しかし突如黒姫のポケットから警告音のような音が鳴り全員が息を飲む。
「あ、そうだった私もコレ持ってて…いつか渡そうと…」
アラームの鳴り響く箱を取り出して黒姫が引きつった顔の全員を見て慌て出す。
「な、鳴り止まないんですが!どうしましょう!」
「なんかボタンとかあるんじゃないか!?」
翔の言葉に箱をくるくるさせるが何も無くてアワアワし出すと空に轟音が鳴り響く。
「…ねぇ、例のが来ちゃったんじゃないの!?」
黒鴉の言葉に神々が空を見上げ身構え竜司が翔達を下がらせる。
「わたし達に任せなさい!」
四脚の巨大な機械が降り立ち荻原の車を踏み壊す。
「お、俺様の車がー!」
怒る荻原だったが突如機械から耳をつんざく音波が発せられて荻原は圧されて尻餅をつく。
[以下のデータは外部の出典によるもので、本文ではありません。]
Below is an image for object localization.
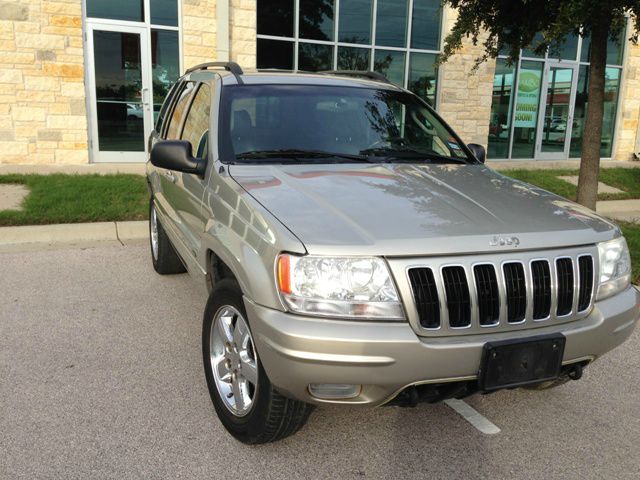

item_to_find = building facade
[0,0,640,164]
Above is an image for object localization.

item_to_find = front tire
[149,199,187,275]
[202,279,313,444]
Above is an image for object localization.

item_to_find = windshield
[220,85,475,163]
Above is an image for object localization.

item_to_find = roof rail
[184,62,244,83]
[318,70,391,83]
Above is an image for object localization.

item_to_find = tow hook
[567,363,582,380]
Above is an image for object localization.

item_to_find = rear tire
[149,198,187,275]
[202,279,313,445]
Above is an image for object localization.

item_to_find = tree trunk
[578,14,611,210]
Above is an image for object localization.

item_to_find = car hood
[230,164,618,256]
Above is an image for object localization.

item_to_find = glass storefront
[257,0,442,105]
[85,0,180,162]
[488,30,625,159]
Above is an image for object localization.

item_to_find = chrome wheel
[149,206,158,260]
[209,305,258,417]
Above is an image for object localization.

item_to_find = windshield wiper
[236,149,370,163]
[360,147,469,164]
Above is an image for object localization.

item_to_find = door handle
[164,170,176,183]
[142,87,149,108]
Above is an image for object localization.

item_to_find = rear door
[175,83,213,257]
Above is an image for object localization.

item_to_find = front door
[87,24,153,162]
[536,62,578,160]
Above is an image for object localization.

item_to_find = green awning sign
[514,68,542,128]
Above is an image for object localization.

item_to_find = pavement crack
[113,222,124,247]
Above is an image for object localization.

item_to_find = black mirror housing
[151,140,207,177]
[467,143,487,163]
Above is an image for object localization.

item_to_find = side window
[167,82,196,140]
[182,83,211,158]
[155,82,180,134]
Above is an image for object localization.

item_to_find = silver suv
[147,63,640,443]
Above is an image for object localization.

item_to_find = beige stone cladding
[182,0,217,69]
[438,8,496,147]
[0,0,88,164]
[182,0,257,68]
[613,38,640,160]
[229,0,257,68]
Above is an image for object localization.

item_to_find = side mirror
[151,140,207,177]
[467,143,487,163]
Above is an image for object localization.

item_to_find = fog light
[309,383,362,400]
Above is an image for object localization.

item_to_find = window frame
[492,23,631,161]
[256,0,447,109]
[179,82,214,160]
[162,78,200,140]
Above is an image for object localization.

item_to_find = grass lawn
[0,174,149,226]
[502,168,640,285]
[501,168,640,200]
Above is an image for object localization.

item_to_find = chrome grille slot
[531,260,551,320]
[442,266,471,328]
[578,255,594,312]
[556,258,573,317]
[409,268,440,329]
[400,245,600,337]
[473,264,500,327]
[502,262,527,323]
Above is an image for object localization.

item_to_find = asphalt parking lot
[0,245,640,480]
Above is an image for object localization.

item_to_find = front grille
[502,262,527,323]
[409,268,440,328]
[408,247,599,336]
[473,265,500,326]
[442,267,471,328]
[578,256,593,312]
[531,260,551,320]
[556,258,573,317]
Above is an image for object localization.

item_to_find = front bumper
[245,287,640,406]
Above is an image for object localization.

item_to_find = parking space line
[444,398,500,435]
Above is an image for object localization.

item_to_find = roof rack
[184,62,244,83]
[318,70,391,83]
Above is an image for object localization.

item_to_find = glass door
[87,24,153,162]
[536,63,578,160]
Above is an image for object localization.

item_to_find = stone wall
[438,7,496,147]
[182,0,217,69]
[229,0,257,68]
[0,0,88,164]
[613,38,640,160]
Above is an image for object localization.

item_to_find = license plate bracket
[478,333,566,392]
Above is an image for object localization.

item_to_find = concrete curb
[0,221,149,250]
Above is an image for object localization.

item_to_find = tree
[441,0,640,209]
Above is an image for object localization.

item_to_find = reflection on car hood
[230,164,617,256]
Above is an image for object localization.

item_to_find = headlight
[596,237,631,300]
[277,254,404,320]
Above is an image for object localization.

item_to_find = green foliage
[502,168,640,201]
[0,174,149,225]
[441,0,640,63]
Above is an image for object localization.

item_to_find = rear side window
[167,82,196,140]
[182,83,211,158]
[156,82,180,133]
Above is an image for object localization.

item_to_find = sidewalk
[0,163,146,175]
[0,160,640,175]
[0,200,640,252]
[0,221,149,252]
『おや?おやおや!?レポートに載ってる神々勢揃い!一網打尽じゃあないか!』
スピーカーで発せられたムカつく声に神威が機械を破壊しようと手をかざす。しかし何も起きずにムッとする。
「力が使えん!先程の音波か?!」
『ほひー!大当たり、神なんて力封じたら只の人!大人しくこの機神にやられちゃいな!』
ずんずんと足音を立てて前進しながら光の球を発射してくる。
「…神通力も効かないし兵隊も呼べない!っく相手は雑魚の能力なのに!」
神斎も力が発揮出来ないと叫ぶと神楽、神鳴も精霊が呼べず時止めも出来ず後退りする。
『無駄無駄ぁ!大人しく爆散しなさーい』
響く男の声に合わせ光の球が飛ぶ。
父親の前に飛び出して黒姫が一か八か箱掲げる。
「コード“姫”解放!お願い!」
眩い光が放たれ打ち出された光の球が弾け飛ぶ。
『ほひ?何で力が!?』
髪を白くした黒姫が仁王立ちして機神と向き合う。
「ムカつくんですよね…勝手に神姫の名前使わないで欲しいです、あとその変なマーク」
機神の正面に付いているデフォルメされた神姫のアイコンを指差す。
全員がそれを見て笑いそうになり口を押さえる。
『ぐぬぬ!笑うな!デザインしたのは私ではない!…所詮はヒト!神には敵わんのだ!』
光の球を幾つも浮かべるのを見て黒姫は鼻で笑う。
「撃ち合いが所望ですか?幾らでも相手します!」
機神よりも大きな球を作り出してぶつけ挑発する。
戦闘に参加出来ない翔達と神々は絶好調の黒姫を応援するしか出来なくなっていた。
「我が娘ながら…いやぁ恐ろしい、まるで失った半身が戻ってきて…凄く嬉しそうだな」
「実際失ってたんですよね…」
竜司の感想に翔が補足するように呟くのだった。